I finally arrived at the Wolf Sanctuary, after a ten hour bus ride. You can surely imagine how I felt. I was picked up by Nadine and Stuart, who also live at the Sanctuary. They used to be regular customers and now they are integrated in the staff somehow. I live together with them and Tania, another Volunteer, in this house:
Looks quite rustic doesn’t it. Well, it mainly is one thing: Arschkalt! Especially at night when the temperatures drop rapidly. Stuart took me on a little tour around the premises all across the different dens. The smallest pack contains of two and the largest of eleven wolves. On the whole, there are about 60 wolves here. 13 of them are puppies, which I got to feed right after the tour. The get a diet of meat (enhanced with vitamins and bone meal) and milk (at least in the first weeks).
Most of them don’t even have names yet. But I made sure that one of them is now named Barney. The puppies have to be fed every 4 hours, thus I don’t get much sleep.
Anyway, the Wolf Sanctuary is not only about feeding the puppies; the big packs are also very… very hungry. Their diet is meat, meat, and meat. You cannot feed about 45 wolves with the stuff you get from the supermarket. The meat comes usually in cow-form and is donated by the local farmers if the cow is sick or died under suspicious circumstances (they actually don’t like pork so much) and has to be slaughtered on the premises. Let’s cut to the chase: I slaughtered (not killed) a calf.

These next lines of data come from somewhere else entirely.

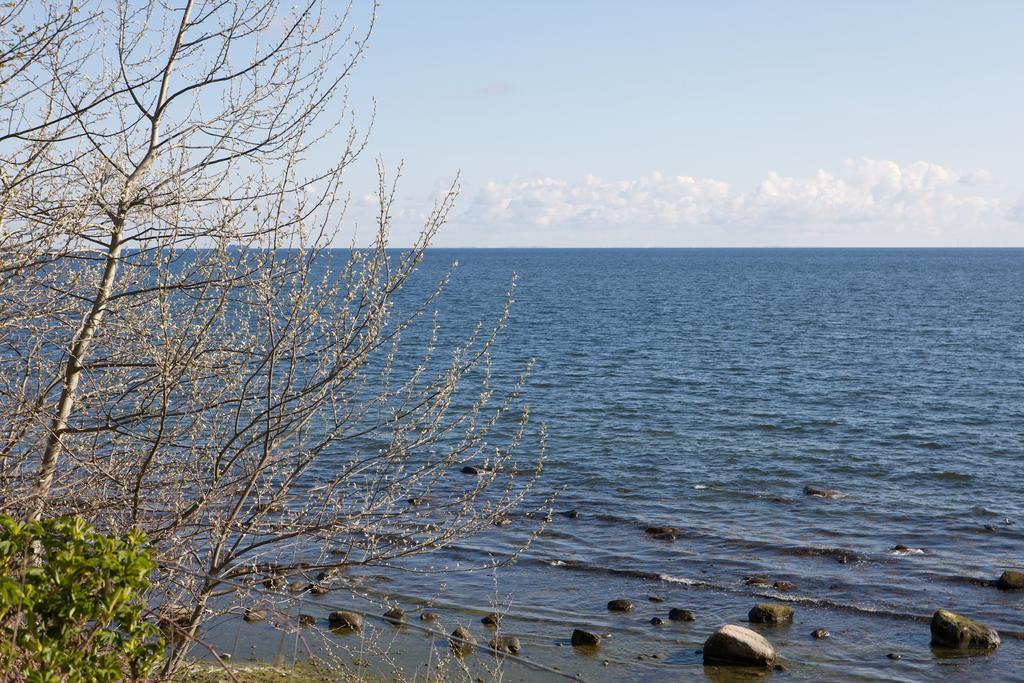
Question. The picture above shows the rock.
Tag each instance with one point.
(735, 645)
(1011, 581)
(273, 582)
(679, 614)
(505, 644)
(462, 641)
(950, 630)
(342, 619)
(817, 492)
(766, 612)
(252, 614)
(620, 605)
(583, 638)
(175, 614)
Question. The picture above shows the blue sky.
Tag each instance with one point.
(704, 124)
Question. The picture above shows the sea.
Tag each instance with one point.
(706, 390)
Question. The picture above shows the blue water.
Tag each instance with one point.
(704, 389)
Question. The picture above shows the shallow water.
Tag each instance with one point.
(704, 389)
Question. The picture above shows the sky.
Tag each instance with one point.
(700, 124)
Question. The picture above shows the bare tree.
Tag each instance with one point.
(179, 350)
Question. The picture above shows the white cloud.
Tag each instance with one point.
(868, 202)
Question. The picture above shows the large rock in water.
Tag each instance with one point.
(343, 619)
(770, 613)
(505, 645)
(1011, 581)
(951, 630)
(735, 645)
(620, 605)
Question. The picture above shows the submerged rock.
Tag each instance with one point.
(680, 614)
(505, 644)
(620, 605)
(766, 612)
(342, 619)
(951, 630)
(273, 582)
(817, 492)
(583, 638)
(733, 644)
(1011, 581)
(253, 614)
(462, 641)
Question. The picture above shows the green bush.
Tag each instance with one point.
(72, 603)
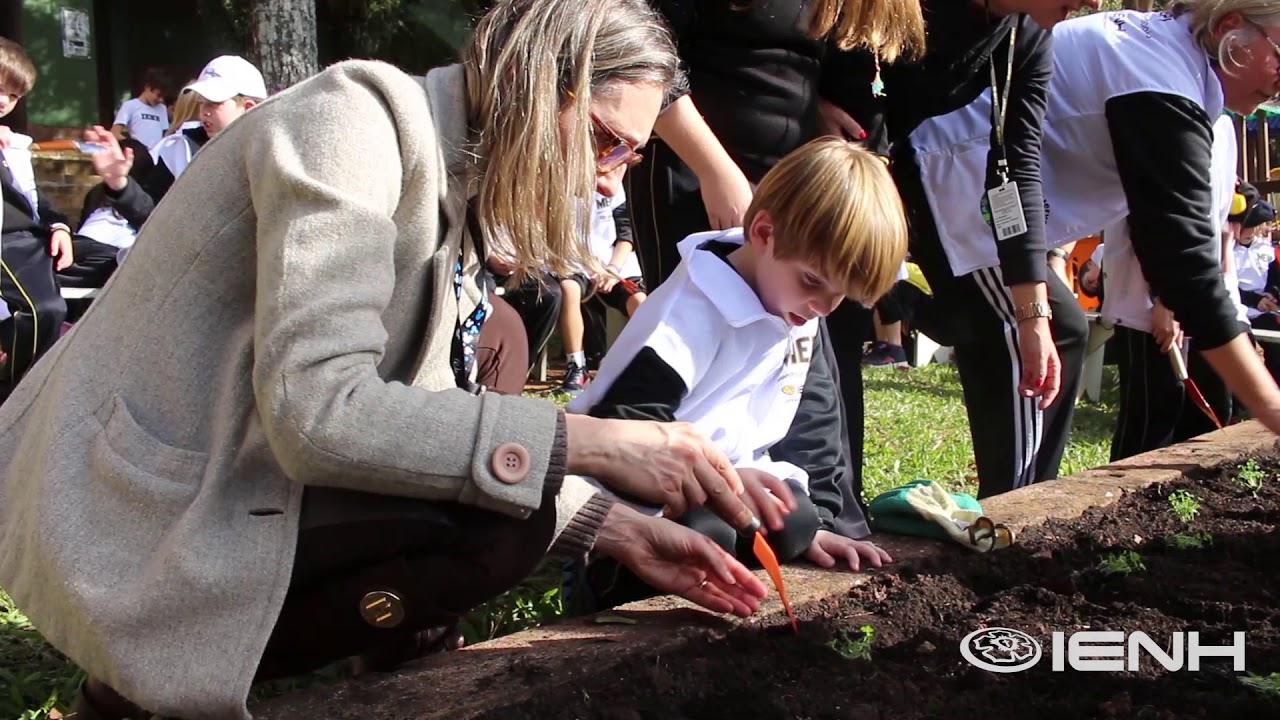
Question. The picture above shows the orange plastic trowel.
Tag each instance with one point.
(764, 554)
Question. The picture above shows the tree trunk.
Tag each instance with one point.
(284, 41)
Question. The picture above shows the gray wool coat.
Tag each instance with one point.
(284, 319)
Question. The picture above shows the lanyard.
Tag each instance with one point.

1.Take a sharp half-moon shaped blade.
2.Cut a hole in the two rear legs.
3.Hang the cow upside down (you actually hang her the other way around, but for the beginning it was easier for me)
4.Cut around the ankles and skin the whole thing.
5.Cut off the tail.
6.Open it between the ribs.
7.Take the intestines out. (The wolves love ‘em, because in a calf there is only milk in from the mother cow. So its quite healthy. too)
8. Take out a Butcher’s Cleaver (AAAAAH.. FRESH MEAT)….
9.and start chopping apart the limbs, ribs, head… basically everything.
10.Put all in a big bag and either feed it directly or cut off the meat for the puppies.
So, on my second day I slaughtered a calf. One tip: you must not look into its eyes and just ignore the blood running out of its nose and the disgusting smell, when the stomach is opened… and you will be fine. Actually, the only thing I was worried about was touching the shit that was still in the calf’s ass. Weird, ey?
I am sorry that I cannot show you one of the most beautiful sounds in the world: a wolf’s howling. In the Sanctuary, it always starts at the bottom, the farthest away from the houses, where the wildest wolves live. And it builds up until every wolf is howling. It is an amazing feeling to fall asleep to that sound… Pity, that I have to get up in 3 hours to feed the pups.